Social engineering is more sophisticated that a generic phishing email, because it’s personal—often relying on details specific to you. It doesn’t take Mission: Impossible-level sleuthing to learn these details. Hackers often do a quick social media search to craft the perfect scam for you. Once they follow you, they can see anything you’ve shared and easily slide into your DMs.

An Instagram picture of your college reunion or just-received vaccine card, or a Twitter post sharing a new job seems innocent enough, but the bad guys eat up this information.
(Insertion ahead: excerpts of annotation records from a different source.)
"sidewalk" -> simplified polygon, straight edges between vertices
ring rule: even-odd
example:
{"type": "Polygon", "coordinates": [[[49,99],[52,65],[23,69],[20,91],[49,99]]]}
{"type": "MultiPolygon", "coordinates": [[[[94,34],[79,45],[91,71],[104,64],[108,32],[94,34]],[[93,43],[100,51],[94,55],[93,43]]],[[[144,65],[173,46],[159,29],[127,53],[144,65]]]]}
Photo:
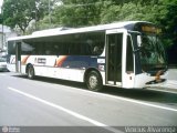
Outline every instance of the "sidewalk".
{"type": "Polygon", "coordinates": [[[177,69],[169,69],[167,81],[158,86],[150,88],[150,90],[177,93],[177,69]]]}

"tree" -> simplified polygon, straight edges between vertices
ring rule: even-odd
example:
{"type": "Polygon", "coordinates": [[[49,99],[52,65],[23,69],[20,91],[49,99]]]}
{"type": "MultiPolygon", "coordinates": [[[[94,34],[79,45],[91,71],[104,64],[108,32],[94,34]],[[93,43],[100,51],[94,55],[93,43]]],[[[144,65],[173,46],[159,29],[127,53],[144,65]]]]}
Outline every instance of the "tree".
{"type": "MultiPolygon", "coordinates": [[[[56,0],[50,0],[51,7],[56,0]]],[[[4,23],[12,29],[19,28],[25,33],[31,20],[39,21],[48,14],[49,0],[4,0],[4,23]]]]}
{"type": "Polygon", "coordinates": [[[4,0],[4,23],[11,28],[20,28],[23,33],[30,21],[34,19],[34,0],[4,0]]]}

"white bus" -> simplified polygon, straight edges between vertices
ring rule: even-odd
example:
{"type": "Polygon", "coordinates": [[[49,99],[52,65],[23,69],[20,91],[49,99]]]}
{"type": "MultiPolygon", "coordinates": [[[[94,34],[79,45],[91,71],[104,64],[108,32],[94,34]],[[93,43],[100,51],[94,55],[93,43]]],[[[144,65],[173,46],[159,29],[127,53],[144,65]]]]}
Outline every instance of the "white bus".
{"type": "Polygon", "coordinates": [[[85,82],[92,91],[103,85],[146,88],[165,81],[160,32],[145,21],[37,31],[8,40],[8,69],[29,79],[85,82]]]}

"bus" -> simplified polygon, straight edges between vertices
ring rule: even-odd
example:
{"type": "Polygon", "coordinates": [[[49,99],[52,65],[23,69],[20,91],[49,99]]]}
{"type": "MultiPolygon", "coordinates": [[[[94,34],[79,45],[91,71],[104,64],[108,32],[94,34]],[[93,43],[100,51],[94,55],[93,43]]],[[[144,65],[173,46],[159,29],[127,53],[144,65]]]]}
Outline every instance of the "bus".
{"type": "Polygon", "coordinates": [[[167,73],[160,34],[146,21],[35,31],[8,40],[8,69],[29,79],[84,82],[92,91],[159,85],[167,73]]]}

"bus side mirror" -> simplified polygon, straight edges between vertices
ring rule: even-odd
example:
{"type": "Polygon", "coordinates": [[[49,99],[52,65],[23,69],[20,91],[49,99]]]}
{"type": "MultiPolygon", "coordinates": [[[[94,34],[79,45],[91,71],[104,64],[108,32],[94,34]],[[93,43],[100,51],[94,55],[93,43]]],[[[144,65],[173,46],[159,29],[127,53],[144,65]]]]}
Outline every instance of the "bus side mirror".
{"type": "Polygon", "coordinates": [[[137,47],[140,48],[142,47],[142,37],[137,35],[137,47]]]}

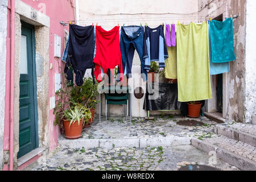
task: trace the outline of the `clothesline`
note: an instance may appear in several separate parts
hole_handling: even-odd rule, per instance
[[[62,22],[65,22],[65,23],[68,23],[69,22],[100,22],[100,21],[102,21],[102,20],[113,20],[113,21],[117,21],[117,20],[123,20],[123,21],[126,21],[126,20],[139,20],[141,21],[142,19],[146,19],[146,20],[154,20],[156,19],[159,19],[159,20],[161,20],[161,19],[167,19],[168,20],[178,20],[179,19],[194,19],[195,18],[199,18],[199,19],[205,19],[206,17],[205,16],[174,16],[174,17],[147,17],[147,18],[116,18],[116,19],[84,19],[84,20],[63,20]]]
[[[232,19],[237,18],[239,16],[239,15],[232,15]],[[228,18],[228,17],[226,17]],[[195,20],[195,19],[197,20]],[[148,22],[150,22],[152,21],[159,21],[160,23],[168,24],[167,22],[171,22],[171,23],[175,24],[175,21],[176,24],[178,24],[179,22],[180,23],[184,24],[184,22],[193,22],[193,23],[201,23],[205,20],[209,20],[208,18],[207,18],[204,16],[187,16],[185,17],[155,17],[155,18],[118,18],[118,19],[93,19],[93,20],[65,20],[65,21],[61,21],[60,23],[66,26],[67,23],[71,24],[84,24],[85,25],[87,24],[93,24],[93,23],[115,23],[116,24],[120,24],[120,25],[123,24],[123,23],[120,23],[119,20],[121,20],[123,22],[125,22],[125,24],[127,22],[143,22],[147,21]],[[151,26],[153,25],[151,25]]]

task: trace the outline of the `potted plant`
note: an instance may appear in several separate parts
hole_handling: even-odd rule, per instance
[[[151,61],[150,63],[150,69],[147,73],[148,82],[155,82],[155,74],[158,73],[159,72],[159,67],[158,65],[156,62]]]
[[[187,105],[188,116],[191,118],[199,118],[202,104],[198,101],[191,101],[187,102]]]
[[[89,110],[84,106],[76,106],[73,109],[65,110],[62,115],[64,136],[71,139],[80,138],[82,126],[88,122],[90,115]]]
[[[98,84],[93,84],[92,78],[84,78],[82,86],[75,86],[71,90],[71,105],[84,106],[88,108],[92,113],[92,118],[88,125],[85,125],[85,127],[89,127],[94,120],[96,105],[99,102],[99,101],[96,100],[98,95],[97,87]]]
LinkedIn can be a particular goldmine, since your profile has your current and previous workplaces, where you went to school, your field of expertise, your current career level, and your professional connections.

How to Protect Yourself

Social engineering attacks are frightening to think about, but don’t fret! When you’re the tool, you’re also the solution.
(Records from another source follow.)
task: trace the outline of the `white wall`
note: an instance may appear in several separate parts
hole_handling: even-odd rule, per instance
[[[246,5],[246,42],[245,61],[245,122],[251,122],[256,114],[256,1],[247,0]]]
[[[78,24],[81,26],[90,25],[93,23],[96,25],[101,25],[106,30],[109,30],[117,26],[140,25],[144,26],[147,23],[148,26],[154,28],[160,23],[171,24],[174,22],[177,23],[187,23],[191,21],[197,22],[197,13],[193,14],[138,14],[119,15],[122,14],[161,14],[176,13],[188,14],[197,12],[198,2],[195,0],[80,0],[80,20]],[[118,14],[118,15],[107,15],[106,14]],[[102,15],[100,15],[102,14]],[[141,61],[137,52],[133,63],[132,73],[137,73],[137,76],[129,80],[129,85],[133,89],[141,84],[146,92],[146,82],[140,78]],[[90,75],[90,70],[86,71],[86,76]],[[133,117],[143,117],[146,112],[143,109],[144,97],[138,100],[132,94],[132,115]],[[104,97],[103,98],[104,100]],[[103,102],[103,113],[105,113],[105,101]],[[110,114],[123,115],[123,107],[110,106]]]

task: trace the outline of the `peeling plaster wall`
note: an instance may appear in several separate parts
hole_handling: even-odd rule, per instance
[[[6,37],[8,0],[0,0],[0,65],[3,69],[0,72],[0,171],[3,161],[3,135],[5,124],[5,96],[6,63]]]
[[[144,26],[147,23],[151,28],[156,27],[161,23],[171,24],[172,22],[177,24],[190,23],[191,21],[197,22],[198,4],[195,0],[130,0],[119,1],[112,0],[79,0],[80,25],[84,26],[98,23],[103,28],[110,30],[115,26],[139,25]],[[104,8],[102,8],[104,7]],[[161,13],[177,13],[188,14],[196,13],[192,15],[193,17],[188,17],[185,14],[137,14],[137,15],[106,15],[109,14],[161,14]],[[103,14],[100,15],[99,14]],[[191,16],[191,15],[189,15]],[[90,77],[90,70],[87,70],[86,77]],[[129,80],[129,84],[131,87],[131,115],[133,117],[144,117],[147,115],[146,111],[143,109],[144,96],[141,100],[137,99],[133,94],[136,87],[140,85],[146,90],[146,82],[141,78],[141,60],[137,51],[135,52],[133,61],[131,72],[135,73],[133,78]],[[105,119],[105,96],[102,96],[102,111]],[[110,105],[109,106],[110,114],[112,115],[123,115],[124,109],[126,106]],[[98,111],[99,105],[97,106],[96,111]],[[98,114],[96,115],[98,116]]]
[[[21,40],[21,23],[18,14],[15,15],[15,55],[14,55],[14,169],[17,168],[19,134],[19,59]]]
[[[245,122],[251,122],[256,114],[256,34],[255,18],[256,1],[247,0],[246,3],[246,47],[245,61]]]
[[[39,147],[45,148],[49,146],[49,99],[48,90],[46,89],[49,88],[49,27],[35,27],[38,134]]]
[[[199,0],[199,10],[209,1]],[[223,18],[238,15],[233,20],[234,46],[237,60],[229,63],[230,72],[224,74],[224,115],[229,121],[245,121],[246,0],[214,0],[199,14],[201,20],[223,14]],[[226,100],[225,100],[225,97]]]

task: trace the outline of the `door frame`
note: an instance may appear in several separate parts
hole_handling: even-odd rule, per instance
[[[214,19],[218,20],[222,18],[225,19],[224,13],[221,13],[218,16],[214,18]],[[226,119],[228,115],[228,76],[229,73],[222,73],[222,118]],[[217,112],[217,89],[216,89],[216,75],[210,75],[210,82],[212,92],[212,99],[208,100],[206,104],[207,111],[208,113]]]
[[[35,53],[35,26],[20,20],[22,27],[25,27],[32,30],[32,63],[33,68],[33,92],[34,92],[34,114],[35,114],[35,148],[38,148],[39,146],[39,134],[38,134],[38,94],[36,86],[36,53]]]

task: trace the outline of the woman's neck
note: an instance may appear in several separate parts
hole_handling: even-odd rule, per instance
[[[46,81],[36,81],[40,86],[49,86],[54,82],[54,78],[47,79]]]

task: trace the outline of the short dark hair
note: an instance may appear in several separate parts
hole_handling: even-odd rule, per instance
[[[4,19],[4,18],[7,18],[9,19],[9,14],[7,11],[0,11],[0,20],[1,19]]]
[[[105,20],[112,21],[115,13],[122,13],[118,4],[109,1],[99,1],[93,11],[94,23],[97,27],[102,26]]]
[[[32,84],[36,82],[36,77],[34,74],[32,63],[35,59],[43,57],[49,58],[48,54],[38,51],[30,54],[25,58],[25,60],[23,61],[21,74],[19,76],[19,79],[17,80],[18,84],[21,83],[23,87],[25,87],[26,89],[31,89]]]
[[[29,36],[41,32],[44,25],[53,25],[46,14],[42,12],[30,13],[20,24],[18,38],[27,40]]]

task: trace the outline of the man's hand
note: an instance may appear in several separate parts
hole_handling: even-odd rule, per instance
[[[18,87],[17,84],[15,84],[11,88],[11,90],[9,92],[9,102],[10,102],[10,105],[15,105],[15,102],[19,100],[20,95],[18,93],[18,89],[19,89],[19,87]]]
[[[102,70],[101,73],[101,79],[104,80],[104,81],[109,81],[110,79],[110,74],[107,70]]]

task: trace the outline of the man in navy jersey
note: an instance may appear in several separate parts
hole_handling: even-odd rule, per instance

  • Be suspicious of out-of-the-blue offers or emergency notifications. Don’t be afraid to question any email, text, phone call, or direct message you receive. Don’t let being polite interfere with protecting your system and information.
  • Preview links before clicking on them to ensure they go to an official website, and not one housing malware or other viruses. Make sure these URLs are spelled correctly and use the proper domain (.com vs. .net).
  • Independently verify claims made by an unsolicited communication. If you get a text saying your bill is overdue, do not click the link in the message—log into your account or call the company to verify.
  • Be cautious on social media. Think before you post. Remember that you may be oversharing about others when you tag them or reveal shared experiences. Keep your settings as private as possible, or consider a separate profile to share with a small circle of people you trust, while having a public account that avoids revealing identifiable info. Be cautious who you connect with—remember, if you haven’t met in real life, you haven’t actually met at all.

Stay Calm and Don’t Click

If you think you’ve fallen for a social engineering scam, don’t beat yourself up! Social engineering attacks are meant to be convincing. If you get taken, immediately change compromised passwords, contact the companies whose account are impacted, and then contact the 24/7 IT Help Desk to help you get everything sorted.

Stay safe and cybersecure, Panthers!